The song of his that Pandora played for me was "Ballad of the St. Anne's Reel." The tune was catchy enough that I went and looked it up in the iTunes Store, where I found it on his compilation album Inches and Miles, a 20-song album from the early '90s that includes most of the songs from his first two albums and a couple from his third, from the late '70s and early '80s. I would not have guessed; in fact, I assumed he was a new up-and-coming folksinger until I started writing this entry and looked him up.
(If you want more than 30-second clips, or if you don't have iTunes, you can also buy the MP3 versions of the three original albums, David Mallett and Pennsylvania Sunrise and Hard Light, from CD Baby, where you can download and listen to free 2-minute clips from all the songs.)

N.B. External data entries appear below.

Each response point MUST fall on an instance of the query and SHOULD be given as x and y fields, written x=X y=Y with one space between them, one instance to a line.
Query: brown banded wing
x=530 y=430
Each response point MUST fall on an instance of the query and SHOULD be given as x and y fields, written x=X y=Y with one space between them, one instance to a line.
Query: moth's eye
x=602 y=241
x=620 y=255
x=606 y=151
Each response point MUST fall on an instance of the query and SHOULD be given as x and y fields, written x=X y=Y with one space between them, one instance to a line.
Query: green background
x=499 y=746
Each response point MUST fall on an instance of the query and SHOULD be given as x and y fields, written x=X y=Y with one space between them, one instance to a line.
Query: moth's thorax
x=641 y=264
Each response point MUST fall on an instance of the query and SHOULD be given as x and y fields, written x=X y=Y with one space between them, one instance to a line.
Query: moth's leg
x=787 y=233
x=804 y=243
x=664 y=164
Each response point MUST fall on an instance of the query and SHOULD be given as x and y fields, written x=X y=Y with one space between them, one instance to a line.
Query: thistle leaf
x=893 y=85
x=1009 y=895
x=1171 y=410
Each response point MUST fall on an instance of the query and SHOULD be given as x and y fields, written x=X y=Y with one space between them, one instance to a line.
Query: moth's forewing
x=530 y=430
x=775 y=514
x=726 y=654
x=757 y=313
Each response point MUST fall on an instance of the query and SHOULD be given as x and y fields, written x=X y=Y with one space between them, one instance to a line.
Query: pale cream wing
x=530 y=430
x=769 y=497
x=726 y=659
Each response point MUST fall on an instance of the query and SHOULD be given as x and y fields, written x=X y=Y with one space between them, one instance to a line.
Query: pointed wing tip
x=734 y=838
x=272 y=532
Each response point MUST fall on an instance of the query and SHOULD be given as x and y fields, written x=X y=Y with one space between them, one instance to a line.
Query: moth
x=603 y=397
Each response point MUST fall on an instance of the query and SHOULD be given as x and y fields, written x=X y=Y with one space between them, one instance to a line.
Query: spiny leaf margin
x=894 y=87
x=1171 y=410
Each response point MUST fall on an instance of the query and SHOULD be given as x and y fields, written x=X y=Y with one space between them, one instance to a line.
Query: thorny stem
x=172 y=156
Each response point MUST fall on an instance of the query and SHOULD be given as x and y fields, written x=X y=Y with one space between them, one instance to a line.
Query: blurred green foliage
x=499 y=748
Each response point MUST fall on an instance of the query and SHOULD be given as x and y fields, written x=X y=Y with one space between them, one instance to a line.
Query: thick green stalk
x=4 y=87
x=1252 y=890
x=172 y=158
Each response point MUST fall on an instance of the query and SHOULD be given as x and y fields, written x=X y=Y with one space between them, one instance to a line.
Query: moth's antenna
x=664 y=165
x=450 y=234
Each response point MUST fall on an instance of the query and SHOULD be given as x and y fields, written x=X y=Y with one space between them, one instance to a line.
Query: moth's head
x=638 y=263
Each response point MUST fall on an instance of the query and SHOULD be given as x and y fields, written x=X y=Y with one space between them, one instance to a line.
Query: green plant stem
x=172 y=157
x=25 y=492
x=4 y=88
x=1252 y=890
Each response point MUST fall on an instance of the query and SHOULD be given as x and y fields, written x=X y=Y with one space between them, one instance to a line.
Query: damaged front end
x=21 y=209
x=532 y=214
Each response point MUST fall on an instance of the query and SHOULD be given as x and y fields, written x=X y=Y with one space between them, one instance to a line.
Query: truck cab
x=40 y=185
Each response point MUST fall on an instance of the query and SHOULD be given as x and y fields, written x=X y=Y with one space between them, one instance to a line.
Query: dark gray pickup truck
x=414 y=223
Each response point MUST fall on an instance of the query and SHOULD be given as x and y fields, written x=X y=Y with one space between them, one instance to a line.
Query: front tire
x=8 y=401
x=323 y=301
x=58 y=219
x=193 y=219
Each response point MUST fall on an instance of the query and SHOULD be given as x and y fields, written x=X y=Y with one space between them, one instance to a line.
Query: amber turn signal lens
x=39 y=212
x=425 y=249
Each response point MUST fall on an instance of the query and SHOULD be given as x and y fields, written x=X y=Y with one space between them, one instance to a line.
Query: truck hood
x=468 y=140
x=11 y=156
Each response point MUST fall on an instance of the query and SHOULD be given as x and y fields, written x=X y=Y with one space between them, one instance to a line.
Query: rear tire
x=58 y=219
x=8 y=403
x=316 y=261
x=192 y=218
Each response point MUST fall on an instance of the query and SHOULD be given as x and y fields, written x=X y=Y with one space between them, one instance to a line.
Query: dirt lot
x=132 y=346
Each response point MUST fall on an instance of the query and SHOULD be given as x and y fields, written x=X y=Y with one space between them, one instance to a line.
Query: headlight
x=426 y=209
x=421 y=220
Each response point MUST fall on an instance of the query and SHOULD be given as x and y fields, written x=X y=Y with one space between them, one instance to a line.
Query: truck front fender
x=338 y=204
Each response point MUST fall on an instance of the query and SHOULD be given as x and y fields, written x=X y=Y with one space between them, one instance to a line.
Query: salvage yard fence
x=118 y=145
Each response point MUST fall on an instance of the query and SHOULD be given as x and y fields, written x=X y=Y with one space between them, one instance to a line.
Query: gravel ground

I ended up buying the whole album from the iTunes Store. So for the past three weeks, every now and then in my iTunes rotation a pretty tune I haven't heard before comes on and makes me smile and I start tapping my toes and I look to see what the song is and it's another one from this album. I've only listened to about half the album so far, but I like every one of the songs I've heard.
I haven't yet listened to the lyrics as carefully as I would like, but the voice and guitar and occasional fiddle vaguely remind me in various ways of Bill Staines, John McCutcheon, James Keelaghan, Fred Small, and Lee Murdock, with a touch of country mixed in. (But much less political than McCutcheon and Small.)
Anyway, good stuff. If any of you like this kind of thing and don't know about Mallett, go listen to some clips and see what you think. I recommend starting with "Ballad of the St. Anne's Reel."
Of course, it may well be that everyone else who'd be interested knows about him already. I'm surprised that I've never heard of him before, given how long he's been writing and singing songs.
I haven't yet listened to any of his more recent stuff, but I'm looking forward to doing so.